Sağlık Bakanı Fahrettin Koca, son koronavirüs tablosunu paylaştı: Rekor can kaybı!
Bakan Koca, 29 bin 718 kişiye vaka, 4 bin 893 kişiye koronavirüs hasta (Covid-19) tanısı konulduğunu ve 240 kişinin daha yaşamını yitirdiğini açıkladı. İlk vakanın açıklandığı 11 Mart'tan bu yana günlük can kaybı en yüksek seviyeye ulaştı. Tablonun hazinliğine bakın. Siyaset rakamlar üzerinden “gölge boksu” yapmaya devam ederken açıklanan resmi rakamlar bile o kadar korkutucu ki… Ama her gün haberleri izlerken Sağlık Bakanı Koca’nın açıkladığı rakamları TV ekranlarından “sanki trafik kazası olmuşta üç beş kişi ölmüş” gibi duyarsızlıkla izliyoruz çoğumuz. Trafik canavarı yıl boyunca sadece son 10 günde açıklanan ölüm sayıları kadar insanımızın canına mal olmuyor. Sağlık Bakanı Koca canhıraş bir şekilde çabalıyor, bilim kurulu üyeleri açıklama yapıyor, sağlık çalışanları canları pahasına mücadeleyi sürdürüyor ama ne yazık ki belirli kesimlerin duyarsızlığı devam ediyor. Yahu salgın meselesi siyaset üstü bir büyük dert. Salgın meselesini iktidar kavgasına çevirmenin vatandaşa kazandıracağı bir şey asla yok. “İktidar muhalefete kulak vermeli, muhalefet de iktidara destek vermeli!” Zira aklıselim sahibi herkesin canı yanıyor.
+++
“Yakalanmayın yeter!” diyorlar…
Covid-19 virüsü ile ilgili olarak her birimizin çevresindeki çember her geçen daralıyor.

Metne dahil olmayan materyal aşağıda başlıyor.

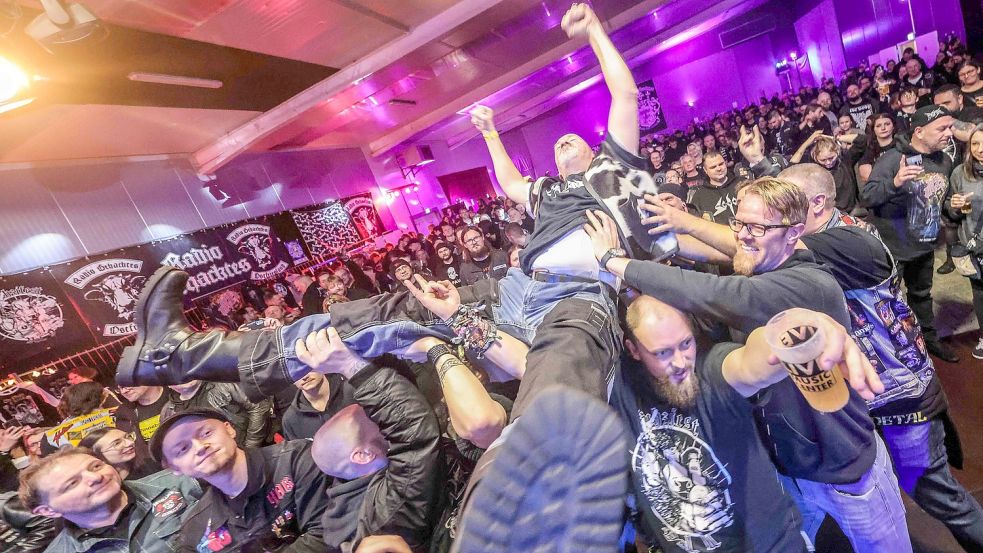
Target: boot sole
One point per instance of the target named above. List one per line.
(131, 354)
(557, 484)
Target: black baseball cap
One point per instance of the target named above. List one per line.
(157, 442)
(928, 114)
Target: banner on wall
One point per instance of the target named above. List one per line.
(38, 322)
(104, 290)
(650, 116)
(364, 216)
(326, 229)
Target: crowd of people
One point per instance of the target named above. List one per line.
(583, 364)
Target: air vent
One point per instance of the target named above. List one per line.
(746, 31)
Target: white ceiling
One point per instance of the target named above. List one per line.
(441, 55)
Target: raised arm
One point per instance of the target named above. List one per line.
(509, 178)
(580, 21)
(475, 416)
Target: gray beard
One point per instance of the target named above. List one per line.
(682, 396)
(743, 263)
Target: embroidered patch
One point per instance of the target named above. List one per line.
(275, 494)
(214, 541)
(168, 505)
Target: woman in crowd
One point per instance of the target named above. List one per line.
(972, 85)
(880, 138)
(130, 458)
(966, 207)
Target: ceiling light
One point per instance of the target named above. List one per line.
(176, 80)
(13, 80)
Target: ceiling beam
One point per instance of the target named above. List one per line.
(209, 158)
(509, 118)
(392, 139)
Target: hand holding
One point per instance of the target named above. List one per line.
(442, 298)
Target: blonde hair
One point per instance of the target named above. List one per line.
(782, 197)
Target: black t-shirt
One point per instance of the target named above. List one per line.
(701, 476)
(449, 271)
(857, 259)
(561, 205)
(494, 266)
(717, 204)
(148, 416)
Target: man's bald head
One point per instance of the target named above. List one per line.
(349, 445)
(646, 312)
(819, 188)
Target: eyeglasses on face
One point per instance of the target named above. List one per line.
(121, 443)
(754, 229)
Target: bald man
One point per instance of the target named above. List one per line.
(701, 475)
(383, 453)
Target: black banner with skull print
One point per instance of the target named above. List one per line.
(38, 322)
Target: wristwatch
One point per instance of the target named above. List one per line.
(613, 252)
(434, 353)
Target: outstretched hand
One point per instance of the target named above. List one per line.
(841, 350)
(751, 144)
(602, 231)
(324, 352)
(578, 20)
(483, 118)
(665, 216)
(440, 297)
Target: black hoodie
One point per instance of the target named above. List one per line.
(301, 419)
(907, 217)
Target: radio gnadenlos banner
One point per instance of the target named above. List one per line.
(48, 314)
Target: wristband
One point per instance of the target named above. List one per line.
(474, 332)
(434, 353)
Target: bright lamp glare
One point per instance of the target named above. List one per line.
(12, 80)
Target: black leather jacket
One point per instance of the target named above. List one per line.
(21, 531)
(251, 420)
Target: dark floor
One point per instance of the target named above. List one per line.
(962, 381)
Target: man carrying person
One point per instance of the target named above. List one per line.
(717, 200)
(825, 456)
(102, 512)
(560, 303)
(483, 261)
(702, 477)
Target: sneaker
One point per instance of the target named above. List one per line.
(941, 351)
(557, 482)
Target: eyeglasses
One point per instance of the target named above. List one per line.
(754, 229)
(121, 443)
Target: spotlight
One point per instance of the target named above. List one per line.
(14, 86)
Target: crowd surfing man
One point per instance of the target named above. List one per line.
(560, 303)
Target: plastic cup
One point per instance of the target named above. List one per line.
(797, 339)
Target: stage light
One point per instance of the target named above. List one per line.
(13, 80)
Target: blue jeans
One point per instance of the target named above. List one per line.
(869, 511)
(920, 460)
(570, 328)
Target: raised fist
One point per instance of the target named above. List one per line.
(482, 118)
(578, 20)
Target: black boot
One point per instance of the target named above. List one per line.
(167, 350)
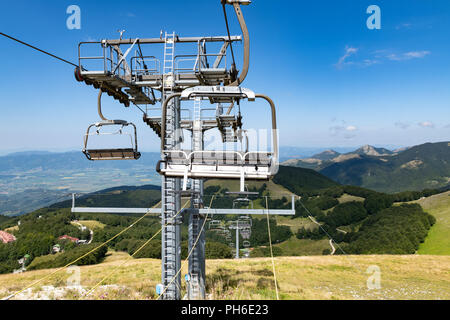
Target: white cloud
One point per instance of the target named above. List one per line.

Benim yakın çevremde covid-19’a yakalananların sayısını emin olun bilmiyorum. Hastalığa yakalananlara telefonla ulaşıp “geçmiş olsun”, aramızdan ayrılanların yakınlarına, “başınız sağ olsun” demekten başka yapabildiğimiz bir şey yok. Ölenlerin cenaze törenlerine katılamıyorsunuz, hastalanan ve hastanede veya evinde tedavi görenlere “geçmiş olsun” ziyaretine gidemiyorsunuz. Geçtiğimiz günlerde bir arkadaşımın Covid-19 sebebiyle Şehir Hastanesi’nde tedavi altına alındığını öğrendim. Telefonunu aradım kapalıydı. Çocuklarından evde karantinada olanını aradım “geçmiş olsun” dileklerimi ilettim. Bu arada üniversite yıllarında birlikte aynı evi paylaştığımız çok sevdiğim arkadaşlarımdan birinin de covid-19 tedavisi görüp sağlığına kavuştuğunu öğrendim. Kocaeli’ndeki arkadaşımı aradım hemen.. Sesi o kadar yorgun geliyordu ki. Epeyce konuştuk teferruatları anlattı. 17 dakikalık konuşmanın içerisinde tamı tamına 17 kez “Yakalanmadıysanız aman yakalanmayın. Kendinizi ne olur koruyun!” uyarısında bulundu. Tıpkı TV’lerde yayınlanan kamu spotlarındaki gibi…
+++
Aşı üzerinden gereksiz tartışma
Covid-19 salgınında çözüm belli. Aşı olmadan bu salgınla baş etmek sadece kendimizi “korumaya çalışarak” mümkün değil. Salgın üzerinden yazılan komplo teorileri bugün karşı karşıya olduğumuz sorunun çözümüne katkı yapmıyor. Komplo teorilerine inanan bilim insanlarının bile çözüm olarak aşıyı gösterdiği bir dönemden geçiyoruz. Bu arada aşı üzerinden de bir dezenformasyon çalışmasının yürütüldüğünü görmek mümkün. Bu işe siyaset üstü bakarak, devletin, yönetiminde bulunanlara bugün güvenmeyeceksek ne zaman güveneceğiz? Hiçbir akıl milyonlarca insanın sağlığı ile ilgili sıkıntı yapacak bir aşının uygulanması konusunda bir sorumluluğu kabul etmez. O sebeple aşı karşıtı görüşlerin kabul edilebilir bir tarafı asla yoktur.